走出了慈庆宫后,冯保的大喜,便渐渐消失,他心头蒙上了一层疑惑。

好像,陛下从未发一言。

这……

这不对劲啊。

陛下聪慧,这种大事,任凭两宫太后商议,处置高拱?

猛然间,冯保停止了脚步。

他忽然想到了一种可能。

陛下,是有意为之的。

他想打压高拱,却又不想一下子把高拱击落尘埃。

打压高拱,饶不了高拱的是两宫皇太后。

能够饶恕高拱,重新启用的,却是皇帝陛下。

冯保想到这里,呼吸渐渐紧促起来。

他重新走了起来,不过这次的步伐却慢上很多。

他在思考。

自己在这里面到底扮演着什么角色……

是弃子吗?打压完高拱,用来安抚的弃子……

想到这里,冯保内心一惊,不过片刻之后,他也想通了。

他不会是弃子。

若是还需实质性的牺牲来安抚,那便没有打压高拱的必要了。

经此一事之后,他才能真正算作对陛下有用的人,因为陛下需要他跟高拱的矛盾,也需要高拱跟张居正的矛盾。

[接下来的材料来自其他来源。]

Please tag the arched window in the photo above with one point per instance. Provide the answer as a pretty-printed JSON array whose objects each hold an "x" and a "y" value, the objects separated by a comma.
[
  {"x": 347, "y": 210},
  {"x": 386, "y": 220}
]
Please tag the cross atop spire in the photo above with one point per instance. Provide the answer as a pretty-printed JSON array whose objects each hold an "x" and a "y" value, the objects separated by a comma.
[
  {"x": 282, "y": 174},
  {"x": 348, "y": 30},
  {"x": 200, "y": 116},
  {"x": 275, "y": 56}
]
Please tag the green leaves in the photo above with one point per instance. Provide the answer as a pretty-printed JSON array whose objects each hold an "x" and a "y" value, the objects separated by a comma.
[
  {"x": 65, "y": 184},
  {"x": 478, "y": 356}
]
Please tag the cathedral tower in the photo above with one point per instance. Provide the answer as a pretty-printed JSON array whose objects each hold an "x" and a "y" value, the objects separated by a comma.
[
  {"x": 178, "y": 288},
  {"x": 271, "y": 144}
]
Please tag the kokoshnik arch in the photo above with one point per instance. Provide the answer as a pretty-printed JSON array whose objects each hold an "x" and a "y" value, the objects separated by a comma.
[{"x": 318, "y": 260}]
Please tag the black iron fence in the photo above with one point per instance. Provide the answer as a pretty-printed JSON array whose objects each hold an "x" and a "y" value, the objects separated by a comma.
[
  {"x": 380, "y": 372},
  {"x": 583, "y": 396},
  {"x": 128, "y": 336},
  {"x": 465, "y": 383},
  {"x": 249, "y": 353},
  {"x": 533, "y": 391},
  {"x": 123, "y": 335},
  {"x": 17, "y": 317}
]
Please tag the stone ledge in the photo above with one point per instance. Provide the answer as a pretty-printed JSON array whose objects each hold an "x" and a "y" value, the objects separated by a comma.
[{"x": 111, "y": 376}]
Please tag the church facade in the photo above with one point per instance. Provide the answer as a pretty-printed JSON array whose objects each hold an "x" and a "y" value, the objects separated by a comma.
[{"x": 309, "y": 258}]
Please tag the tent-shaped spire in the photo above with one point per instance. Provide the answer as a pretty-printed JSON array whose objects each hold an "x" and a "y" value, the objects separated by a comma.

想到这里之后,冯保便知自己这次倒高,绝不会大获全胜,不过,他也不气馁……

因为冯保明白,在大明的朝堂之上,不管是内臣,还是外臣,都犹如似置身于汹涌澎湃的海浪……

一浪高过一浪的局势起伏,是常态。

当一股新的浪潮在高歌猛进,势头越来越高的时候,前浪不得不被迫下降。

只要为人臣子,巅峰便难以永恒,盛极而衰是常情。

越是看似风光无限时,越需警惕急转直下的危机,就如同那高耸的浪头,终会因后续力量的不足而跌落,能在跌宕中保持清醒,在起伏间坚守初心,方为生存之道……

冯保没有想错,而等到冯保走后。朱翊钧才叹了口气表达了自己的态度:“高拱专政跋扈,在父皇在世的时候,便引人议论非议,但他终归是父皇病榻所托的顾名大臣……”

而后,陈太后,李太后同时看向朱翊钧。

“陛下,你……”陈太后看着朱翊钧本想问皇帝是否有其他不同的想法,不过,话到了嘴边,还是停下了。

她终归不是皇帝的亲生母亲。

而朱翊钧当然清楚陈太后的顾虑,他看向陈太后:“母后,你发了懿旨遣送高拱回乡,那日后,朕若想启用,可以发圣旨将高拱复召吗?”

“当然可以……”陈太后点了点头。

陈太后同意了,但李太后却不同意:”为何要复召他,他行事跋扈,有欺压幼主之嫌,让他归乡,已是恩赐了。“

“降职录用呢。”朱翊钧再次问道。

“陛下,朝堂之上,良臣贤臣,比比皆是,何必在高拱身上多费心神,那个张居正,还是你的老师,由他担任内阁首辅,岂不更好。”李太后赶忙说道。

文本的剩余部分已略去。